Born on May 25, 1922 in Sassari, Sardinia, Berlinguer came from an aristocratic Sardinian family with a tradition of antifascism. His father was a lawyer and liberal politician. Berlinguer joined the Italian Communist Party (PCI) as a teenager, was arrested by fascist authorities in 1944 and released through his family's connections, and devoted himself entirely to party work thereafter. He rose steadily: by 1969 he was deputy secretary-general and in 1972, at forty-nine, became the party's secretary-general — its dominant leader. He was ascetic and personally modest in sharp contrast to the scandals that engulfed other Italian political parties; his personal lifestyle communicated an integrity that won him respect far beyond the communist electorate.

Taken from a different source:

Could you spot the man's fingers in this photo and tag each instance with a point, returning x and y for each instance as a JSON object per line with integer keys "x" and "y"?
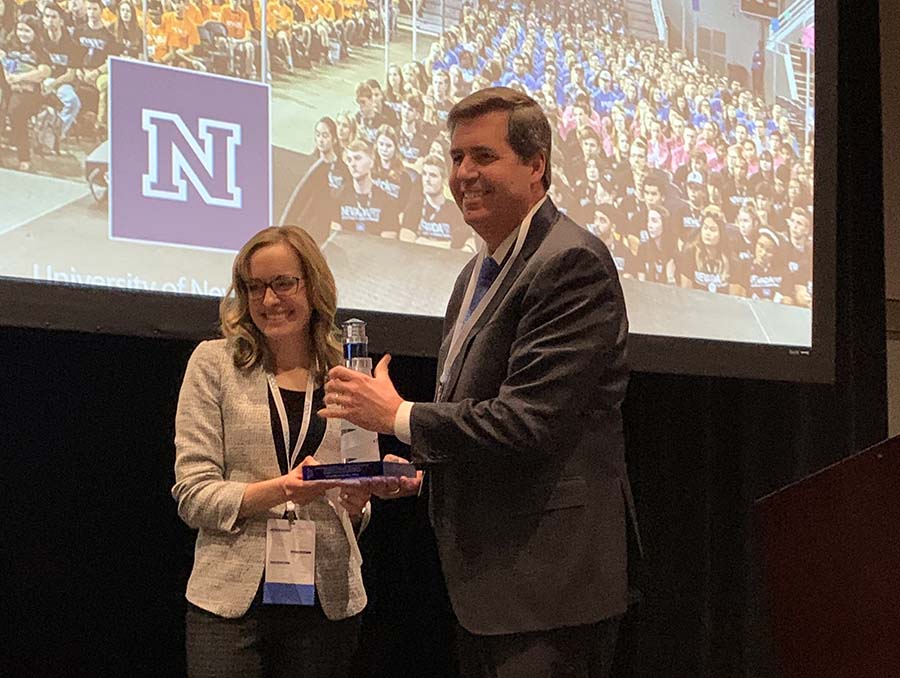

Eurocommunism and the Historic Compromise

Berlinguer's great political project was to bring the PCI to power through legitimate democratic means while distancing it from the Soviet Union. After the 1973 Chilean coup against Salvador Allende, he argued that the left needed to govern through a broader coalition — the "historic compromise" (compromesso storico), proposing cooperation between communists and Christian Democrats. He openly condemned the Soviet invasion of Czechoslovakia and later Afghanistan, placed NATO over the Warsaw Pact as the more compatible alliance for Italian democracy, and articulated a form of socialism rooted in Italian and European democratic traditions. In 1976 the PCI won 34.4% of the vote — its historical high-water mark — and briefly participated in the parliamentary majority supporting the government, though without cabinet posts. His credibility was such that even ideological opponents acknowledged his sincerity.

Did You Know?

Berlinguer's death was witnessed live on Italian television. While addressing a campaign rally in Padua on June 7, 1984, he suffered a cerebral hemorrhage mid-speech and was visibly struggling; but instead of stopping, he continued to speak, gripping the lectern, for another forty minutes before finally collapsing. He died four days later. The image of him finishing his speech while dying became iconic, and a million people attended his Rome funeral — the largest public funeral in Italian republican history.

Legacy

Berlinguer died on June 11, 1984, four days after collapsing on stage. His death prompted extraordinary national mourning; the outpouring crossed party lines in a way unusual in Italian politics. Within five years of his death the Soviet Union had collapsed, the PCI had dissolved and reconstituted itself as a social democratic party. Berlinguer is remembered as the leader who came closest to demonstrating that communism could be democratized, and as a rare figure in Italian politics whose personal integrity was never seriously questioned.